Exclusion from social production is when marginalized groups cannot partake in recreational activities, clubs, cultural events, and other social activities. This is often because they lack the necessary financial resources to take part in these activities.
Economic exclusion is when people cannot find well-paying jobs or access other economic resources. This kind of social exclusion crosses boundaries between all types of marginalized communities.
So as you see, social exclusion takes many forms. Not only is it a social determinant of health on its own, it has a substantial impact on other social determinants of health.
There are signs of progress being made in Nova Scotia to address social exclusion, although there is still a long way to go.
One such sign has been the introduction of Bill 59, the Accessibility Act, to ensure Nova Scotia is more accessible to disabled people. After criticism from several disability rights activists, it was redrafted and eventually passed after the Law Amendments Committee received a number of submissions. This was an important effort on the part of our government to listen to the people who are affected by their policy decisions.
Racism is also linked to social exclusion. The controversy around police street checks, or carding, has been one issue the African-Nova Scotian community has brought to the forefront recently. Black people are disproportionately targeted by this practice. However, there has been no substantial discussion on carding by our provincial or municipal representatives, and the Halifax Regional Police have said they won’t be suspending the practice any time soon.

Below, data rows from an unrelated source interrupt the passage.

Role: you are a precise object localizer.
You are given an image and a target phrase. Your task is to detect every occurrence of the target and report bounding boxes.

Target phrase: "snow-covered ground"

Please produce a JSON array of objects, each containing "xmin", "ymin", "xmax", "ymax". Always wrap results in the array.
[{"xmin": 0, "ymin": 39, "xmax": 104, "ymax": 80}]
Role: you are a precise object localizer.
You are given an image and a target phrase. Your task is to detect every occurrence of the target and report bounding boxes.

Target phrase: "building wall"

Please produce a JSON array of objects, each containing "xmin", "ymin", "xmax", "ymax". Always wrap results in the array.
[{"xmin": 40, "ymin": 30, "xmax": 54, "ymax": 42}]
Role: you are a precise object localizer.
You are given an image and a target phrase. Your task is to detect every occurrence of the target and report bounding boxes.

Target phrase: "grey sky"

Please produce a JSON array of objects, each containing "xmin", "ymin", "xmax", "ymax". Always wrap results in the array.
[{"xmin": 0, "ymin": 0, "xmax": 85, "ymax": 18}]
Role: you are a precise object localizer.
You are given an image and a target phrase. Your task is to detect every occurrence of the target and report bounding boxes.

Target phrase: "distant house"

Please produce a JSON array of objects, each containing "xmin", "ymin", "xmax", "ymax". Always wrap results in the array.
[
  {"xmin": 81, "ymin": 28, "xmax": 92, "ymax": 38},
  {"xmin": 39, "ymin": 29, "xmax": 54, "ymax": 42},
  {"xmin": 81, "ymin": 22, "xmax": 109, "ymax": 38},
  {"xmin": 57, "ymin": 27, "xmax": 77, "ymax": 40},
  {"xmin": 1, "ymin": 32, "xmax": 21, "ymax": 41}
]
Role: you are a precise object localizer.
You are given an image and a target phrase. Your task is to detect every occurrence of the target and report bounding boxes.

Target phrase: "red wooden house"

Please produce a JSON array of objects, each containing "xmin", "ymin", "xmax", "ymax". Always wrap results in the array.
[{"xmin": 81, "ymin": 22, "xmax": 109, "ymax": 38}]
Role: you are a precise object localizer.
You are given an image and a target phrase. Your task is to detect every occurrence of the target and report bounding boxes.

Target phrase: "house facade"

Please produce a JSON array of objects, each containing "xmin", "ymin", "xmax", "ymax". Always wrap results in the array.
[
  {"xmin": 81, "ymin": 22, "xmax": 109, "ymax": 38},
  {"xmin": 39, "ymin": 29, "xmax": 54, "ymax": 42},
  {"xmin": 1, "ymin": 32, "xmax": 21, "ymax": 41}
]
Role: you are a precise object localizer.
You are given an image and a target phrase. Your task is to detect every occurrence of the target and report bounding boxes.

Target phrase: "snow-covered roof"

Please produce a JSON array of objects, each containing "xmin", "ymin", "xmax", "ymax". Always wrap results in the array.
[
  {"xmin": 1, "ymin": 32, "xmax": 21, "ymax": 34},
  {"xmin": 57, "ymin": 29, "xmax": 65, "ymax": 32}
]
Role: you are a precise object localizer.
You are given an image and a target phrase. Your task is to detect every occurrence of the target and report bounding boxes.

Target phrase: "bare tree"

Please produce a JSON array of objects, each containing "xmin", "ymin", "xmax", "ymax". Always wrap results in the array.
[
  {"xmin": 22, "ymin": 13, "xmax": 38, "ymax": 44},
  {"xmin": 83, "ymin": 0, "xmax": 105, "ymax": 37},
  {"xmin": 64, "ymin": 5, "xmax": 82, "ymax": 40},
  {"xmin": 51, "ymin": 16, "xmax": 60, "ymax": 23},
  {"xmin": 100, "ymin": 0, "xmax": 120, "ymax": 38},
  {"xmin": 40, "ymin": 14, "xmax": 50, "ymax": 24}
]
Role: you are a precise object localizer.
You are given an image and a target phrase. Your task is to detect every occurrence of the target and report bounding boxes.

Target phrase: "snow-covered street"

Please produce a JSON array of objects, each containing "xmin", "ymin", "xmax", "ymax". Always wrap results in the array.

These issues are far from fully addressed, and while there is some discussion in the mainstream media, some people believe the progress isn’t much to write home about.
Marginalized groups typically have little to no power to influence public policy issues that affect them. The disabled community was able to advocate for changes to Bill 59. However, there are still lots of struggles ahead to create public policy that adequately supports our most marginalized communities and reduces social exclusion.